Spoiler: The Bosnian Serb Army killed over eight thousand men and boys in Srebrenica during a 10-day period. “Quo Vadis, Aida?” doesn’t show us the deaths; the bloodshed happens offscreen. Yet the sense of lowering, inescapable doom is palpable – you feel it far down in your gut – and the drama of the film lies in the heroine using every last ounce of her formidable wit to try to outrun it. Aida has a husband, Nihad (Izudin Bajrović), her school’s former principal, and two grown but raw-boned sons (Boris Ler and Dino Bajrović, the latter a young heartthrob in any other setting). Her mission is to get her family through the crush of citizens outside the U.N. compound into the compound and then, when Mladić’s dead-eyed soldiers push past the fence looking for “enemy combatants,” to hide them somewhere, anywhere.

Jasna Duričić, center, in “Quo Vadis, Aida?”

The title loosely translates as “Where Are You Going to Turn Now, Aida?” and the movie becomes a cat-and-mouse game in which the mouse uses all the leverage at her disposal. Her husband and sons have turned passive with fright, and the U.N. soldiers look like they haven’t graduated high school.
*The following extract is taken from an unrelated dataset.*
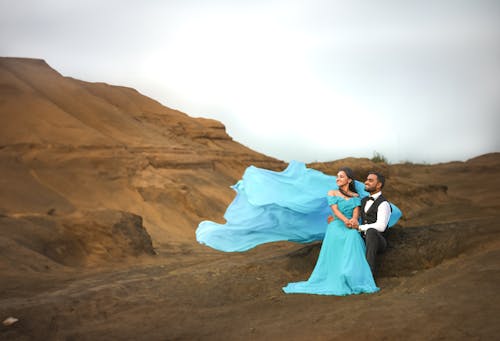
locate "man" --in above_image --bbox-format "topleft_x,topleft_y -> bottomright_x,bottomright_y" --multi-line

Their superior officers are a study in moral cowardice. General Mladić has a personal videographer following him everywhere to show the folks back home how magnanimous he is to the newly conquered men and women of Srebrenica. But Mladić’s camera doesn’t capture the men being marched off into the forest or being loaded onto buses that return with no one in them. The movie’s camera does.

The director is Jasmila Žbanić, and this is her sixth feature in a busy career. (She had an early stint as a puppeteer in Vermont’s Bread and Puppet Theater, go figure, before returning to Bosnia.) She lets the camera hover near the extras in the throngs around the compound, and we come to recognize certain faces as the movie goes on. We come to know the people of Srebrenica, in other words, and the movie flashes back periodically to tableau-like shots of the town during peacetime, the citizens staring us down through the camera as if to say, “I was here. I was alive. And I was just like you.”
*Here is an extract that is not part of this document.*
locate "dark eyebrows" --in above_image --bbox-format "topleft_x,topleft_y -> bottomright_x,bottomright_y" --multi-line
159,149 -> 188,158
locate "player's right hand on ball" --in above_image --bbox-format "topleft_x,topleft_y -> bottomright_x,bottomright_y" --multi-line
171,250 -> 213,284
More often, Žbanić sticks close to the woman at the film’s center, using her as a lens through which to take in the escalating horror. Duričić gives a performance that is remarkable for the way it becomes slowly purified into a single emotion over the course of the film, Aida realizing that the educated pragmatism that has carried her through life carries no juice here, nor does diplomacy, bargaining, finesse, or pleading. By the penultimate scene, the character has ascended past the particular to the mythic, a Mother Courage in whom everything has been burned away except the feral need to save her family.

The history of the movies is haunted by the close-ups of a handful of actresses: Falconetti, Garbo, Gloria Swanson in the final frames of “Sunset Blvd.” Anna Karina crying at the movies in “Vivre Sa Vie.” Gena Rowlands tearing her life to pieces in “A Woman Under the Influence.”

There are more. At a certain point in “Quo Vadis, Aida?,” Jasna Duričić joins their ranks. You don’t have to watch this movie. But you won’t forget it if you do.